Pfizer is only one of a handful of drug-makers to have implemented mid-year price increases and did so with some gusto. Taking into account multiple dosages, it increased the list price of more than 100 products, and did so in many cases by more than 10 percent. By contrast, Celgene - which also increased the price of a handful of drugs earlier this month - did so at a lower magnitude than it has done previously.

It could be argued this is not the first time Pfizer has underestimated political risk, which contributed significantly to the collapse of its merger with Allergan in 2016 and the attempted acquisition of AstraZeneca in 2014.

Other implications

An "unprecedented reversal" of recent price increases "marks tangible administrative influence," wrote analysts at Morgan Stanley in a note to investors, while Bernstein analyst Ronny Gal noted earlier this week that the HHS has been seeking material list price decreases from various manufacturers over the past two weeks, having been "blindsided" by Trump's promise of major price cuts.

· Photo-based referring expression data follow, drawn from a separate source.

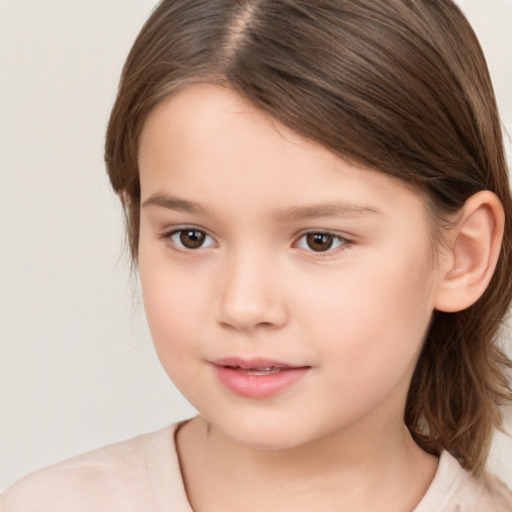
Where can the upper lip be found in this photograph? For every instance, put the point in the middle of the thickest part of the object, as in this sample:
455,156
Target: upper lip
247,364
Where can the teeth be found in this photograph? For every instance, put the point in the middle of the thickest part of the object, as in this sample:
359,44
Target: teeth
267,370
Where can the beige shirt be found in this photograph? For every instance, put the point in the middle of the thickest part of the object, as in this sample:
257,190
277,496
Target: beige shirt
143,474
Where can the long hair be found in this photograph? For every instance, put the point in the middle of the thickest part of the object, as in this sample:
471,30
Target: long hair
399,86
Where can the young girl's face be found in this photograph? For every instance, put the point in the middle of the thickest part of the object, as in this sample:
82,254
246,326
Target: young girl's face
288,292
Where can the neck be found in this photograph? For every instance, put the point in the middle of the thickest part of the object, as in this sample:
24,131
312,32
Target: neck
345,470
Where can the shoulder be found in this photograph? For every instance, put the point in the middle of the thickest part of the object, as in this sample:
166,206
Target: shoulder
456,490
122,476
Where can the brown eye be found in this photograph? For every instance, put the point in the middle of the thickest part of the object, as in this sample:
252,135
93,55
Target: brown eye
191,238
319,241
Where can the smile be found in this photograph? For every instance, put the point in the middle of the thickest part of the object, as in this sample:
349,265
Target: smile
257,379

When Azar detailed pricing initiatives in May, he suggested the President could call out individual companies as one means to exert pressure. This could be one example of the points scoring exercise some analysts believe will take precedence over real action on drug prices; an approach now intrinsically tied to how the Trump administration operates.

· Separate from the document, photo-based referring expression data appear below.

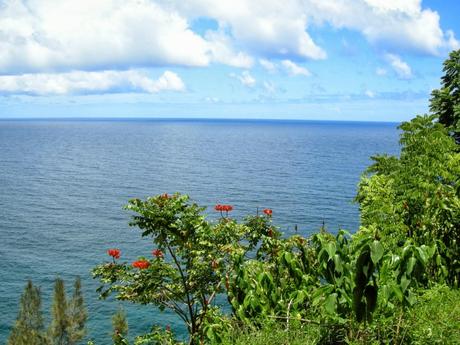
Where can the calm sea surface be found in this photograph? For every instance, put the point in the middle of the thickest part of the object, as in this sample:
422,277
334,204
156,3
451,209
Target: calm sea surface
63,184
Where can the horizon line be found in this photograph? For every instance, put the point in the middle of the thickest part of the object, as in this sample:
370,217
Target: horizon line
188,119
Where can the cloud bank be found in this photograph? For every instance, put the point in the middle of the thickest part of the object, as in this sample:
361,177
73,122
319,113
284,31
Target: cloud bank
89,83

It is not, however, an isolated shot across the bow. Morgan Stanley analysts also note that earlier this week an HHS adviser to Azar (John O'Brien) suggested the administration's actions could potentially "extend beyond what was in the (original) blueprint," published in May. O'Brien suggested these proposals are now being revisited in light of some recent drug price increases and the administration may consider more aggressive approaches to containing or reducing drug prices.

Final thoughts

Pfizer reports its second-quarter results at the end of the month and will inevitably be questioned on the near- and longer-term implications of its decision to dial back these price increases and what impact it will have on its earnings in the second half of the year. In the meantime, its motivations are burdened by considerable conjecture.

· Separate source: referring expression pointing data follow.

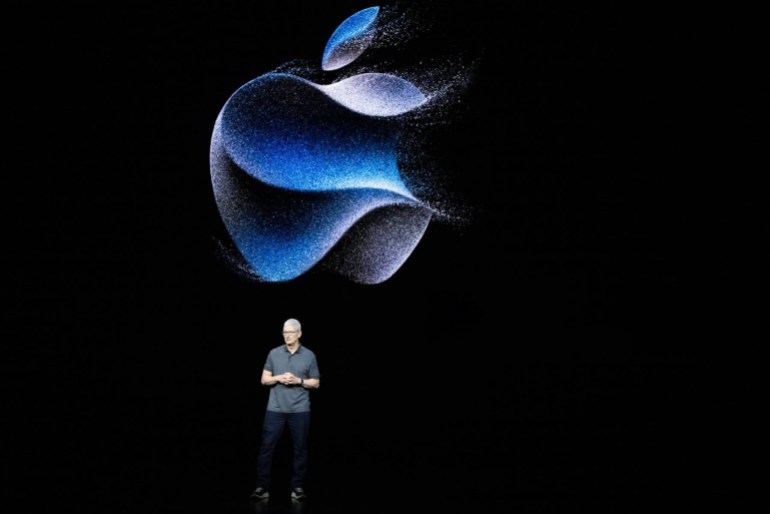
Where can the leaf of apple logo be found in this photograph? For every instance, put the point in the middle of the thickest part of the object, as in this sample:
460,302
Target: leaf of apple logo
306,174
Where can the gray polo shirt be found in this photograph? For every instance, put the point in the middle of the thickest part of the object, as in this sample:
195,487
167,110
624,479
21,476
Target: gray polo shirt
302,363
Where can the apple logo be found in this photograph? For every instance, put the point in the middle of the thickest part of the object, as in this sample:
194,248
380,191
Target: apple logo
306,174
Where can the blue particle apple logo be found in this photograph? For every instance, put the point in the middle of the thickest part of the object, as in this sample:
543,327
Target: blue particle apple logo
306,175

It is important that Pfizer has indicated its action is temporary, notes Morgan Stanley's David Risinger; Ian Read has given himself an opportunity to take stock five months down the road and pushed the ball into Trump's court.

Simultaneously, he may have done his peers a favour by relieving some pressure on the industry at large and exerted more on pharmacy benefit managers (PBMs) and other 'middleman' organisations - those that Pfizer is effectively saying are responsible for offsetting the net impact of any price increases.

Responding to Pfizer's announcement, Azar reiterated the administration is working to lower "list prices and out of pocket costs," rather than net drug prices; supporting Gal's argument that the administration "will not introduce policies that will materially negatively impact the drug industry."

With Pfizer having conceded some points to the President, it may be PBMs that are targeted next. Read has previously argued that PBM-mandated rebates “have served an important contribution to allowing negotiations on volume-related transactions," but are "now becoming less helpful in getting cost-effective solutions to patients."